A VLM uses two separate encoders, one for text and one for images, and encoders learn to produce similar vectors for an image and its corresponding text legend.
“The legends express what is in the images-they are a positive label. And that is in fact the whole problem. No one looks at an image of a dog that was jumping over a fence and the dissect by saying” a dog jumping over a fence, without helicopters “,” explains Ghassemi.
Since Image Caption Data Sets do not contain examples of negation, VLM never learns to identify it.
To deepen this problem, the researchers have designed two reference tasks that test VLM's ability to understand negation.
For the first, they used a large language model (LLM) to recover images in an existing data set by asking the LLM to think of related objects and not in an image and to write them in legend. Then they tested models by inviting them with negation words to recover images containing certain objects, but no others.
For the second task, they have designed multiple choice questions that ask a VLM to select the most appropriate legend in a list of closely linked options. These legends differ only by adding an object to an object which does not appear in the image or by drowning an object which appears in the image.
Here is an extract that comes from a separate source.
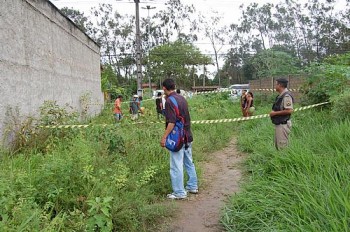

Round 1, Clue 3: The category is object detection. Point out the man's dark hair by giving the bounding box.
[276,78,288,88]
[162,78,175,90]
Models have often failed two tasks, with image recovery performance lowering almost 25% with denied legends. Regarding the answer to multiple questions, the best models have only reached 39% precision, with several high -performance models or even below random luck.
One of the reasons for this failure is a shortcut that researchers calls the affirmation bias – the VLMs ignore the words of negation and rather focus on objects in the images.
“It happens not only for words like” no “and” no “. Whatever way you express negation or exclusion, the models will simply ignore it, ”explains Alhamoud.
This was consistent in each VLM they tested.
“A solved problem”
Since VLMs are generally not trained on image legends with a negation, researchers have developed data sets with negation words as the first step towards solving the problem.
Using a set of data with 10 million pairs of image text legends, they prompted an LLM to offer related legends that specify what is excluded from images, producing new legends with negation words.
They had to be particularly cautious that these synthetic legends are always read naturally, or this could make a VLM failed in the real world in the face of more complex legends written by humans.
They found that the Finetuning VLM with their data set led to performance gains at all levels. It has improved image recovery capacities of models by around 10%, while increasing the performance of the task of answers to multiple choice questions by around 30%.
“But our solution is not perfect. We only make recovery data sets, a form of data increase. We have not even touched the way these models work, but we hope it is a signal that this is a solved problem and others can take our solution and improve it, ”explains Alhamoud.
At the same time, he hopes that their work encourages more users to think about the problem they want to use a VLM to solve and design some examples to test it before deployment.
In the future, researchers could develop this work by teaching the VLMS to process the text and the images separately, which could improve their ability to understand negation. In addition, they could develop additional data sets that include image caes pairs for specific applications, such as health care.